Talkshows, Themenabende, Hauptstorys in den Abendnachrichten. Alles mit und über die Alternative für Deutschland - monatelang. Faktisch bestimmte und bestimmt sie in der Bundesrepublik den politischen Diskurs der letzten Monate. Das ist fatal, da sie trotz aller Umfragen und Wahlergebnisse in ihrer Essenz keineswegs eine Mehrheit der Bevölkerung repräsentiert. Und unter den Wählern der AfD selbst findet sich auch nur eine Minderheit, etwa ein Viertel, die die Partei tatsächlich aufgrund ihrer politischen Inhalte wählt. Etwa 50% geben an, anderen politischen Parteien lediglich einen Denkzettel verpassen zu wollen, wie Umfragen des ZDF heute ergaben.

Die AfD ist vor allem eine Internetpartei, da ihr klassische Mittel und Strukturen beim Aufbau fehlten, und weiß natürlich, wie Sascha Lobo kürzlich auf Spiegel Online schrieb, mit rhetorischen "Entgleisungen als kommunikative Katalysatoren" zu spielen. Die AfD vereint mehr Facebook-Likes als CDU, SPD und die Liberalen zusammen. Mittlerweile fast 250.000.

Dennoch: Sie wurde erst groß geschrieben, groß berichtet. Widmete man der AfD die gleiche mediale Aufmerksamkeit wie linken Ideen, stände sie bundesweit bei nicht mehr als 5% und die Landtagswahlen wären deutlich erfreulicher für die sogenannten etablierten Parteien ausgefallen. Das mag manch einem Linken auch nicht wünschenswert erscheinen, ist aber angesichts der Wahlerfolge der AfD jetzt durchaus desiderabel.
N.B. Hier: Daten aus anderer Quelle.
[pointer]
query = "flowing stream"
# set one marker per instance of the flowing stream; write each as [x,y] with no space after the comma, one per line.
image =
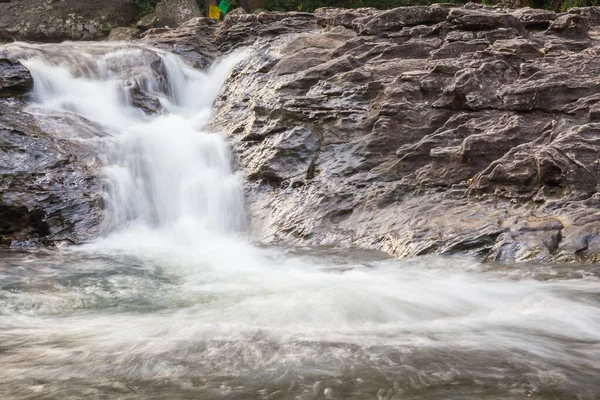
[173,301]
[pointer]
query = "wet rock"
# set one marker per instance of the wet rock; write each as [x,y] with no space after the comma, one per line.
[173,13]
[470,134]
[56,21]
[50,189]
[592,13]
[571,26]
[146,22]
[124,34]
[192,41]
[397,18]
[421,130]
[535,18]
[480,20]
[14,77]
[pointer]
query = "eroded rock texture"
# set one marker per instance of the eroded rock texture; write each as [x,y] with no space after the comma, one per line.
[417,130]
[49,185]
[420,130]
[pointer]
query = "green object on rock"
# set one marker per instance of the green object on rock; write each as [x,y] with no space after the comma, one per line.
[224,6]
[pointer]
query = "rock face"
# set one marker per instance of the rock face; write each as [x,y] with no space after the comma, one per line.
[173,13]
[49,186]
[55,21]
[420,130]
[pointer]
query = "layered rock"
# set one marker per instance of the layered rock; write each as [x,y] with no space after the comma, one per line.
[173,13]
[420,130]
[50,189]
[417,130]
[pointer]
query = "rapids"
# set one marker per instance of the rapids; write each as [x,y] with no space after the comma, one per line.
[173,301]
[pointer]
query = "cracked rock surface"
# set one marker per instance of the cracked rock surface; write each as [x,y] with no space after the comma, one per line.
[471,130]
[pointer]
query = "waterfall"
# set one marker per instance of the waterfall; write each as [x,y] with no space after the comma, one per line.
[164,173]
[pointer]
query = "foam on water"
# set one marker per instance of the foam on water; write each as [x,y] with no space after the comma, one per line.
[173,293]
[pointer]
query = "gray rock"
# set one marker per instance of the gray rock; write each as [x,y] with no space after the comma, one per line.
[173,13]
[146,22]
[15,79]
[472,135]
[124,34]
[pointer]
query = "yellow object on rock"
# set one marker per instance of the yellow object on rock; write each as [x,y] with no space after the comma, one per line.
[214,12]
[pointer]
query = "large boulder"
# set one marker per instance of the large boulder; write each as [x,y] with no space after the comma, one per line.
[50,189]
[172,13]
[475,134]
[55,21]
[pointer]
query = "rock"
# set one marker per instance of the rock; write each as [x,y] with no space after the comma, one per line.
[592,14]
[472,135]
[534,18]
[192,41]
[14,78]
[572,26]
[146,22]
[50,190]
[479,20]
[55,21]
[397,18]
[173,13]
[124,34]
[423,130]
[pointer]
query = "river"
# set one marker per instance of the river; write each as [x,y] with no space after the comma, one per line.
[175,301]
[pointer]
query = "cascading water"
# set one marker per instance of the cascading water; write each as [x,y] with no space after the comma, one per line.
[163,173]
[173,303]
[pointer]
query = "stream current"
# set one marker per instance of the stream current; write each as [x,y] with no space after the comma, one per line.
[174,301]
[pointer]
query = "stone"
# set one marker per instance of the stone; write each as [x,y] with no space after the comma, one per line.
[146,22]
[173,13]
[431,130]
[474,135]
[124,34]
[572,26]
[533,18]
[14,78]
[592,14]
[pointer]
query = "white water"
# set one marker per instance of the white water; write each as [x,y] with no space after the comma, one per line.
[173,292]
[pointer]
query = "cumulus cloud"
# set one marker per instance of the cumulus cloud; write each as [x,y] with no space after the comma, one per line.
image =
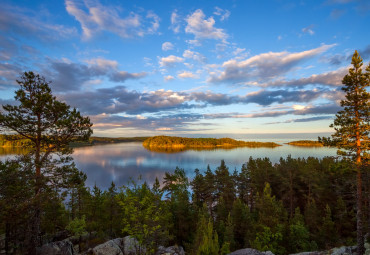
[308,30]
[203,28]
[170,61]
[106,18]
[267,97]
[195,56]
[28,23]
[187,74]
[175,22]
[167,46]
[224,14]
[169,78]
[69,76]
[263,66]
[310,119]
[8,75]
[332,78]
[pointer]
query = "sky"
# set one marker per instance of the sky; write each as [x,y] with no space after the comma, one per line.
[167,67]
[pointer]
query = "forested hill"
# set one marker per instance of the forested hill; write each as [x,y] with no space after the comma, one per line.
[308,143]
[17,141]
[188,143]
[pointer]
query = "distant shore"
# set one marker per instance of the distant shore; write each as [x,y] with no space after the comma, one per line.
[159,143]
[307,143]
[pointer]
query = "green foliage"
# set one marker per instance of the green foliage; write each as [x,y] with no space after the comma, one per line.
[206,239]
[145,216]
[352,124]
[48,126]
[268,240]
[299,236]
[77,226]
[181,143]
[308,143]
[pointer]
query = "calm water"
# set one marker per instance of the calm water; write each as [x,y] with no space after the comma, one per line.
[120,162]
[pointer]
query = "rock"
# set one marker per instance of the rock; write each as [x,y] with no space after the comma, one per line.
[107,248]
[172,250]
[57,248]
[249,251]
[344,250]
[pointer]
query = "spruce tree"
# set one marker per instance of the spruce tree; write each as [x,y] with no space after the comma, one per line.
[352,127]
[49,127]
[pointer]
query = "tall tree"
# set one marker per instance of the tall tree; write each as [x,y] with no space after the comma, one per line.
[352,127]
[49,125]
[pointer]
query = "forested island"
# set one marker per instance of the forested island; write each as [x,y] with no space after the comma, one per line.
[292,206]
[17,141]
[307,143]
[160,143]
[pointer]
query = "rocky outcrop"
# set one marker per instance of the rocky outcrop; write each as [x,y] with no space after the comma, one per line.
[64,247]
[172,250]
[344,250]
[249,251]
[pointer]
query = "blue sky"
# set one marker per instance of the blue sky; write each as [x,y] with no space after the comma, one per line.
[188,67]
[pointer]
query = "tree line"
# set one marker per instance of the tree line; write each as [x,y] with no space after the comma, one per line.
[292,206]
[184,142]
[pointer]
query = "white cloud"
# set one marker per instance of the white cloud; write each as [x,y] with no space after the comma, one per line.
[187,74]
[167,46]
[103,63]
[224,14]
[194,55]
[169,78]
[175,24]
[154,22]
[308,30]
[203,28]
[170,61]
[106,18]
[264,66]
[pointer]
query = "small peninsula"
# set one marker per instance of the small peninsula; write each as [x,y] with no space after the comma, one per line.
[8,141]
[307,143]
[183,143]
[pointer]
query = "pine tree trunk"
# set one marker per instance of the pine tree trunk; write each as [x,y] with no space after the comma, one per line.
[360,237]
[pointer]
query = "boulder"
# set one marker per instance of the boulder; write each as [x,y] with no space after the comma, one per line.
[249,251]
[57,248]
[344,250]
[172,250]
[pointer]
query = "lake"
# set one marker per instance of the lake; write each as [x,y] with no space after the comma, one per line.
[122,161]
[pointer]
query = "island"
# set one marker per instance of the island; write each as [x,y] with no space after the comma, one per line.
[173,143]
[307,143]
[7,141]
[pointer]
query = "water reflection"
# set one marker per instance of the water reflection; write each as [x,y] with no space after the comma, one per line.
[120,162]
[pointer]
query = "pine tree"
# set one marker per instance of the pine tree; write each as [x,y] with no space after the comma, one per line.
[49,126]
[352,128]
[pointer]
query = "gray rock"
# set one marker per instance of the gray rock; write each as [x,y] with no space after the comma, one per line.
[249,251]
[344,250]
[107,248]
[57,248]
[172,250]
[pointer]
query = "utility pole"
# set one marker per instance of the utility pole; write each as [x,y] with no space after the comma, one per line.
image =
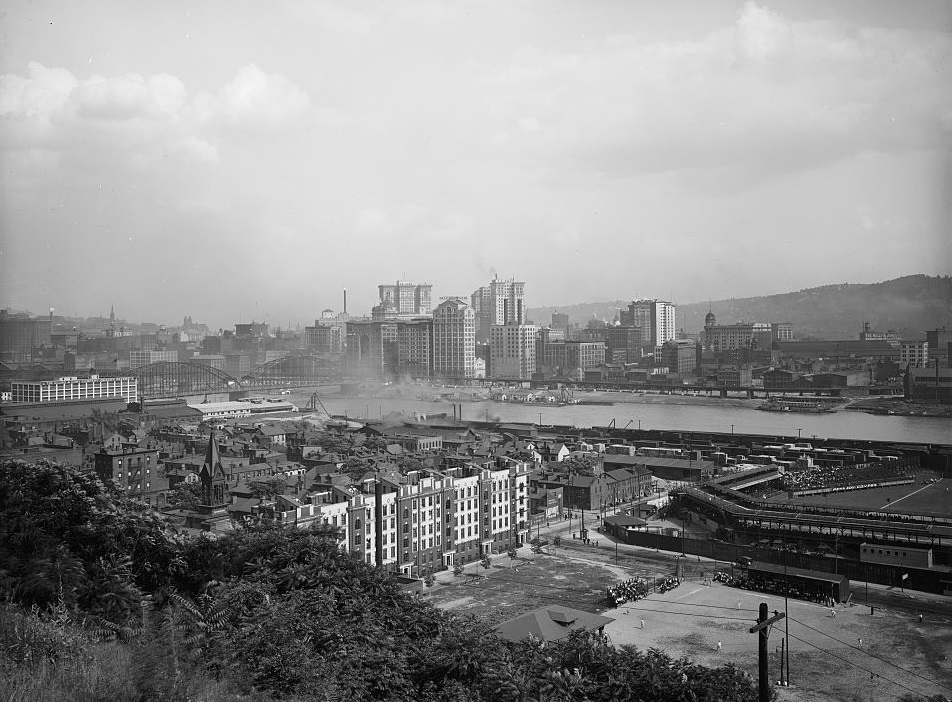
[762,628]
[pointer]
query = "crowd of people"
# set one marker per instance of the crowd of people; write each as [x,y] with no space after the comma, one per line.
[776,587]
[835,476]
[638,588]
[628,591]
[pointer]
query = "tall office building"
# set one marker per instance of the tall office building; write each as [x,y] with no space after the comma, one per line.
[656,319]
[454,340]
[404,300]
[389,348]
[512,351]
[500,302]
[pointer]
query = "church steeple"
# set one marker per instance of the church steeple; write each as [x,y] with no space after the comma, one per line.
[212,475]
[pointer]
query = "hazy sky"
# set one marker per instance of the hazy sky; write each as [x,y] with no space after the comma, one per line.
[238,160]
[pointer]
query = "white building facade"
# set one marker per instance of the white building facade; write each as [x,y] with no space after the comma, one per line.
[69,388]
[454,340]
[512,351]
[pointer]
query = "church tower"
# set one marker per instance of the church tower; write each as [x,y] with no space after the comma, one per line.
[212,477]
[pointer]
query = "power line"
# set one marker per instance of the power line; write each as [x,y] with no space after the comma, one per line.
[871,655]
[692,614]
[856,665]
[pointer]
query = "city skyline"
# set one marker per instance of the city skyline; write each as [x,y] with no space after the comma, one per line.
[231,162]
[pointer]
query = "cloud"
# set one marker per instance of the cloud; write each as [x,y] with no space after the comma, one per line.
[767,94]
[255,96]
[146,119]
[411,224]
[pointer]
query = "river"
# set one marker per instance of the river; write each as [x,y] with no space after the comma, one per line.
[741,418]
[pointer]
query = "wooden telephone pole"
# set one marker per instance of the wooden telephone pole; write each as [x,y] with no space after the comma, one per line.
[763,629]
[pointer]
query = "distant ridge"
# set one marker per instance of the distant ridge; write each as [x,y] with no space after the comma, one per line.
[909,305]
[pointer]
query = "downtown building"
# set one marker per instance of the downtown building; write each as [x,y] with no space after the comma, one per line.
[454,340]
[568,358]
[404,300]
[390,347]
[497,303]
[70,388]
[424,521]
[656,319]
[743,335]
[512,351]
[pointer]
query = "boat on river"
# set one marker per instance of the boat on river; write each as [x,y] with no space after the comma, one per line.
[796,405]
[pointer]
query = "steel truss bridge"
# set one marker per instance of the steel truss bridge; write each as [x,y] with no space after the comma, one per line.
[171,379]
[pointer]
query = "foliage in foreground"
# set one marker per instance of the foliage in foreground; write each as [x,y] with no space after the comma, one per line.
[105,603]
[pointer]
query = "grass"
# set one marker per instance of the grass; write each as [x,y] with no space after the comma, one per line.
[933,498]
[504,593]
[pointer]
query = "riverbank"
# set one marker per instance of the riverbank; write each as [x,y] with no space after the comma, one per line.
[899,406]
[425,392]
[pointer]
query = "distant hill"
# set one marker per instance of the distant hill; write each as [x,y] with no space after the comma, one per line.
[909,305]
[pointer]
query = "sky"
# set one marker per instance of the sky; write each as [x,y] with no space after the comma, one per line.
[237,161]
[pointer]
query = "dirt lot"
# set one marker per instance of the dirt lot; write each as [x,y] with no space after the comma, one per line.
[829,663]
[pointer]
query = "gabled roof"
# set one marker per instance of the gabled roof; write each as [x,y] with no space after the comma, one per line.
[550,623]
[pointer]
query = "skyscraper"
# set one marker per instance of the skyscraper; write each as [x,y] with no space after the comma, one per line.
[405,299]
[512,351]
[454,340]
[500,302]
[656,319]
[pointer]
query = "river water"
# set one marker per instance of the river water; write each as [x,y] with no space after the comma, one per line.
[666,415]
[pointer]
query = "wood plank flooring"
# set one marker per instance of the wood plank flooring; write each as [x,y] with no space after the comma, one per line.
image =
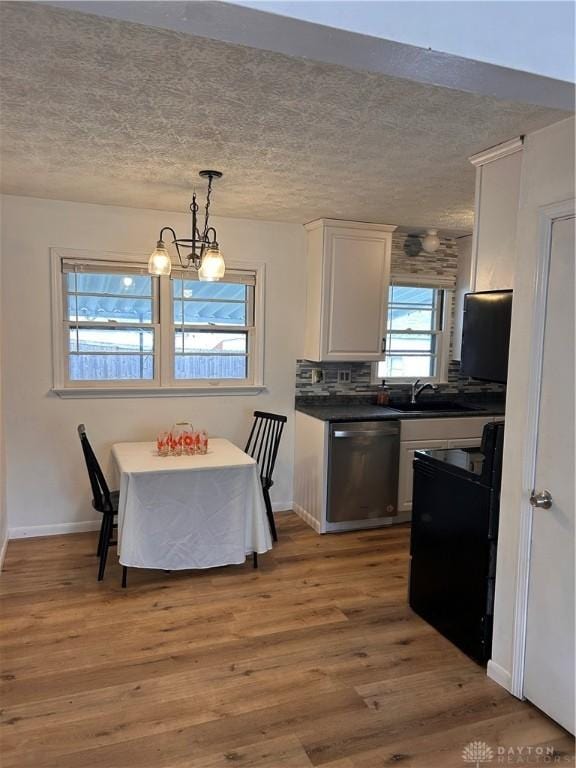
[315,659]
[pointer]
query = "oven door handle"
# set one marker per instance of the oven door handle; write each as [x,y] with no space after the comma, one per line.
[365,433]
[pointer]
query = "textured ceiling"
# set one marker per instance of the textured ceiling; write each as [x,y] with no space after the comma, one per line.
[103,111]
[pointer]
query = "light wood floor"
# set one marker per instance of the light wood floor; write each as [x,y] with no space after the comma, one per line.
[313,660]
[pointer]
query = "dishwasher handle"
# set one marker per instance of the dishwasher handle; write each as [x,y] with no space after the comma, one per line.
[386,432]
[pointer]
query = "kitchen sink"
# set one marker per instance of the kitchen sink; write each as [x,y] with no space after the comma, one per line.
[431,406]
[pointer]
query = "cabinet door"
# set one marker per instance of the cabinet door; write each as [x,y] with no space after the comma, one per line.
[405,481]
[357,276]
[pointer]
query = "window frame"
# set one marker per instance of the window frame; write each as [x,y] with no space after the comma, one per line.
[443,335]
[250,330]
[164,382]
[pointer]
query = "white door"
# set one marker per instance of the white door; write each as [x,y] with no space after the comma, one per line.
[549,660]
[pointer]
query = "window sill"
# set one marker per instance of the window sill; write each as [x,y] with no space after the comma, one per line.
[74,393]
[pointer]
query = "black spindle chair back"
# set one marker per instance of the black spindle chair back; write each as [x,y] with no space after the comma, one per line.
[103,500]
[263,443]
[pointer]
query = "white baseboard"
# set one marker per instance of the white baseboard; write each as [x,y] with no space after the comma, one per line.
[282,506]
[499,675]
[3,551]
[56,529]
[307,517]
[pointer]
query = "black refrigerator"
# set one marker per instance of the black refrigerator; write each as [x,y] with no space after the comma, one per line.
[453,542]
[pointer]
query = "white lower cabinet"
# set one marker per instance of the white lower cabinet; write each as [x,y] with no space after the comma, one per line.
[429,434]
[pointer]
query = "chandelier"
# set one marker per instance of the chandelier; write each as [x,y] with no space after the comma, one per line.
[203,250]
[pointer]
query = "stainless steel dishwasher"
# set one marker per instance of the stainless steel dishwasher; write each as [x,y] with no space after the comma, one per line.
[363,462]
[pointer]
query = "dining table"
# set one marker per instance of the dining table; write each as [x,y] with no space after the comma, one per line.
[188,512]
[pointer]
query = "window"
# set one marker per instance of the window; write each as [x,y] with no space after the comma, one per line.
[117,327]
[416,339]
[213,328]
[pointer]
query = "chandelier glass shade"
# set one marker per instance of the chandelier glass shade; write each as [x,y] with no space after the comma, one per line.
[200,252]
[431,241]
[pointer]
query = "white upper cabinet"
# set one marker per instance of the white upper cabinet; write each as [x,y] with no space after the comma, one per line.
[487,261]
[348,276]
[496,209]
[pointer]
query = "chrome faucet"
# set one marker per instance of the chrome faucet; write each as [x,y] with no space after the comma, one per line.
[416,390]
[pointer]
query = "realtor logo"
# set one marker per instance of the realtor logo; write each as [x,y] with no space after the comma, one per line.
[477,753]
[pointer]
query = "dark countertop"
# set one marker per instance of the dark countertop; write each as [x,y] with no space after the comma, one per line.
[372,412]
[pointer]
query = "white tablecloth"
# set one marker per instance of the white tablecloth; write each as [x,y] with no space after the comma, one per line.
[179,512]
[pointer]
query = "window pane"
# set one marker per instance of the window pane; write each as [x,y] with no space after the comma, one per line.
[411,319]
[102,309]
[408,366]
[120,285]
[211,341]
[404,294]
[411,342]
[110,367]
[211,367]
[210,312]
[111,340]
[195,289]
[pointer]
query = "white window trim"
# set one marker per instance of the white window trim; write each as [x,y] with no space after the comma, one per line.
[164,384]
[442,284]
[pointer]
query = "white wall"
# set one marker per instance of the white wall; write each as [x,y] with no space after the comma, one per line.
[3,512]
[494,32]
[46,480]
[547,177]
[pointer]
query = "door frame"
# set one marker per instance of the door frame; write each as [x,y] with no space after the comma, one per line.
[547,216]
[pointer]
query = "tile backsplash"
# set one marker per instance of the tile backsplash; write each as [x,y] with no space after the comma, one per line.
[443,264]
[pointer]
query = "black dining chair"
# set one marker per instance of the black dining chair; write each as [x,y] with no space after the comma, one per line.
[262,445]
[103,500]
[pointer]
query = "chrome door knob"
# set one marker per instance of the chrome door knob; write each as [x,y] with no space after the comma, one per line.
[541,500]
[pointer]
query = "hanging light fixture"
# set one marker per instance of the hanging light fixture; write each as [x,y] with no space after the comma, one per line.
[204,254]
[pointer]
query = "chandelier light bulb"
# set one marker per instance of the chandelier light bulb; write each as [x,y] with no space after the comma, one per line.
[213,267]
[431,242]
[160,262]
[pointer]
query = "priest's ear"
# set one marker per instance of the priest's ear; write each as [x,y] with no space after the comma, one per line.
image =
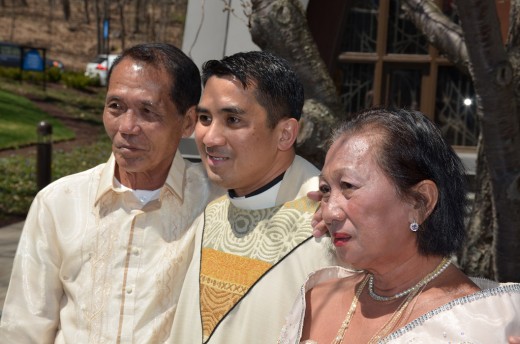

Lieber 30% CDU oder SPD statt 30% AfD.

Oder anders: Linken Ideen auch zur Flüchtlingskrise, wie Katja Kipping und Sahra Wagenknecht sie zuhauf in Talkshows der letzten Tage verbreiteten, gab man gar nicht die Chance sich in gleicher Weise in der Öffentlichkeit und Wahrnehmung der Bevölkerung zu bewähren, wie jenen der AfD. Resultat auch dessen ist das schlechte Abschneiden der Linkspartei in allen 3 Bundesländern.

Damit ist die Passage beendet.